"To świadczy o jednym". Giertych analizuje sprawę Hartmana

"To świadczy o jednym". Giertych analizuje sprawę Hartmana

Dodano: 
Roman Giertych (KO)
Roman Giertych (KO) Źródło:PAP / Leszek Szymański
"Lewica to cichy wspólnik symetrystów i PiS" – napisał Roman Giertych. Były wicepremier doszedł do tych wniosków, analizując wpis Jana Hartmana nt. pedofilów.

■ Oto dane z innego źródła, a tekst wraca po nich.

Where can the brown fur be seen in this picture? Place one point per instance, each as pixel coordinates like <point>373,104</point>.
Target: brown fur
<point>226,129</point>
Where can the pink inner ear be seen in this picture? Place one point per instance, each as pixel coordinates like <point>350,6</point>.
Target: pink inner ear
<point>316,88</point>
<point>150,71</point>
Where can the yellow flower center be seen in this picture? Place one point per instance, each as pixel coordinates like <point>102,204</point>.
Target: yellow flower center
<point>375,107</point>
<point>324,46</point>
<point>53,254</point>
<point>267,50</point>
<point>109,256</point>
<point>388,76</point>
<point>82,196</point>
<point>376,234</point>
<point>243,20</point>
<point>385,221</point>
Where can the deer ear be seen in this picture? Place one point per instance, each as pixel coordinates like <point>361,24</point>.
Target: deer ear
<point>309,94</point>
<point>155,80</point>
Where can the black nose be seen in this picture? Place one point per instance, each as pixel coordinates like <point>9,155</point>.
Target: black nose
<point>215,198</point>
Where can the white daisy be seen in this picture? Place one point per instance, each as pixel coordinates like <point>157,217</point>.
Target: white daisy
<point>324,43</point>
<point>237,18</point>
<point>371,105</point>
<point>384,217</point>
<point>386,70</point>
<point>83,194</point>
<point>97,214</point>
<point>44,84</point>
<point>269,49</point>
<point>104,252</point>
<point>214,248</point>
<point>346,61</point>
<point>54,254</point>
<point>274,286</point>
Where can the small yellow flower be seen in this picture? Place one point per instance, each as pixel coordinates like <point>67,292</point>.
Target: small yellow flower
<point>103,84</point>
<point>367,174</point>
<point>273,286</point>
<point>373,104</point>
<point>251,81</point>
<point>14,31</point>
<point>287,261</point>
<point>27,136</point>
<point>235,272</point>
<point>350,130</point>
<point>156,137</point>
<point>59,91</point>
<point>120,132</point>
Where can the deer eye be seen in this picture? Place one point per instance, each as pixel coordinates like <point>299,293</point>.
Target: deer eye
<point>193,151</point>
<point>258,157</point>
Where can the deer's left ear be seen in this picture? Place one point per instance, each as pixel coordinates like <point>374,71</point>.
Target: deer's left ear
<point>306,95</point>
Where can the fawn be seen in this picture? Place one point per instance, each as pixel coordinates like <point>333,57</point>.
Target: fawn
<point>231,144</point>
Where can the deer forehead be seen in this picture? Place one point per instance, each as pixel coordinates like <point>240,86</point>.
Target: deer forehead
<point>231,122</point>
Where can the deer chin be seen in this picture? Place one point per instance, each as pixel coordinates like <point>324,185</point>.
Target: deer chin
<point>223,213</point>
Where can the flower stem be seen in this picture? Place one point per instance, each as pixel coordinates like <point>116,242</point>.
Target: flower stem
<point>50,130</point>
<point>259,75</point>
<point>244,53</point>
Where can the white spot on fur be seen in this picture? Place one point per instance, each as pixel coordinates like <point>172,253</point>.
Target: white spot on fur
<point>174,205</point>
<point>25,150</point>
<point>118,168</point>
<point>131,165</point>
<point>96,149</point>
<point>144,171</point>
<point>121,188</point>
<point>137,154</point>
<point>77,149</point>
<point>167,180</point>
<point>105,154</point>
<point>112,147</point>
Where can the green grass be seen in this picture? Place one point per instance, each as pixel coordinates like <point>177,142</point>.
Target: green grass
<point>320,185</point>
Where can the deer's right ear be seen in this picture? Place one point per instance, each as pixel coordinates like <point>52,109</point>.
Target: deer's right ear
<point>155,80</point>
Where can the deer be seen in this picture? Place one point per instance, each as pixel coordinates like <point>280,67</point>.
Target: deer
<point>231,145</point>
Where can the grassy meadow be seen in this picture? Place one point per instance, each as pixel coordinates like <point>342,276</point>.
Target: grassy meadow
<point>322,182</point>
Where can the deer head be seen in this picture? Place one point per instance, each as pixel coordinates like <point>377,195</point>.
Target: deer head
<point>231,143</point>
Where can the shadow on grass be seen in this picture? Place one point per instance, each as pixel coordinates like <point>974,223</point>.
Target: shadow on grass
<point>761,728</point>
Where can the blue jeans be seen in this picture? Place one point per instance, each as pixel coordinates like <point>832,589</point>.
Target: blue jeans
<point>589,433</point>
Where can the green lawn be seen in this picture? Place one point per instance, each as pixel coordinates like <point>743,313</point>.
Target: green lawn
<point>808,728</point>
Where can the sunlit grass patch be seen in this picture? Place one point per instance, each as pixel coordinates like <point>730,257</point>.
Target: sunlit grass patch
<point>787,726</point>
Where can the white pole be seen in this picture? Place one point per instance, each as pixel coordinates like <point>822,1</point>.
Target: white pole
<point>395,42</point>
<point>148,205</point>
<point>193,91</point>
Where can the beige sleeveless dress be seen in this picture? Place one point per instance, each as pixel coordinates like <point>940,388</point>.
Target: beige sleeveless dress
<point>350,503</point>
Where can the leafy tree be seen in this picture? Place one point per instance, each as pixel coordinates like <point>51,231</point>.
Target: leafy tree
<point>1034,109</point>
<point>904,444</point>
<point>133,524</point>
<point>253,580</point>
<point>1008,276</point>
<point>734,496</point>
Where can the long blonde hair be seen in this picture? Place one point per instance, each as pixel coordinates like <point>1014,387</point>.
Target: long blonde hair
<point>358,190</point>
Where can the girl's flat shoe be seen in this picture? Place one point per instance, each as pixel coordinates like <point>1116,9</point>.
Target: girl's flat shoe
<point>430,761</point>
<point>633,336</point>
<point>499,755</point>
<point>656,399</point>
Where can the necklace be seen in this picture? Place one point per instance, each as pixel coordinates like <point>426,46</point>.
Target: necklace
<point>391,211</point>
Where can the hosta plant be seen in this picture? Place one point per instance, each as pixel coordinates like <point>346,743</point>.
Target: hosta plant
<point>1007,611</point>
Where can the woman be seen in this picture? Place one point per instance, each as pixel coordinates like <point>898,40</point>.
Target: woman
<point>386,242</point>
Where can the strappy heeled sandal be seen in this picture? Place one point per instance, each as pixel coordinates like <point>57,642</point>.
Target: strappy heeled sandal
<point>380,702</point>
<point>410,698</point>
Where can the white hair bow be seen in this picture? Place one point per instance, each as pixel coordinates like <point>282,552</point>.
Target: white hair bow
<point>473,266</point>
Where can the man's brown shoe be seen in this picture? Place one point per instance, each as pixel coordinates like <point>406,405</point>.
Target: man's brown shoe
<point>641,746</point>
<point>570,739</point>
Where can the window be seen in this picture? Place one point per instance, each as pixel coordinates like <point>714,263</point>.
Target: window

W środę wybuchła afera po wpisie Jana Hartmana na temat pedofilii. "Do opłacanych przez PiS za publiczne pieniądze trolli: Tak! Pedofile też mają prawa! Jak wszyscy inni przestępcy! Żadnego człowieka nie wolno piętnować – nawet pedofila!" – napisał teraz na portalu X (dawniej Twitter).

Wypowiedź filozofa wywołała olbrzymie poruszenie w mediach społecznościowych, a krytyki nie szczędzili mu komentatorzy ze wszystkich stron sceny politycznej.

Do sprawy odniósł się były wicepremier w rządzie Jarosława Kaczyńskiego Roman Giertych, który ocenia, że sprawa może mieć drugie dno. Jego zdaniem z z całej afery wypływa jeden wniosek: PiS i Lewica są w cichym sojuszu.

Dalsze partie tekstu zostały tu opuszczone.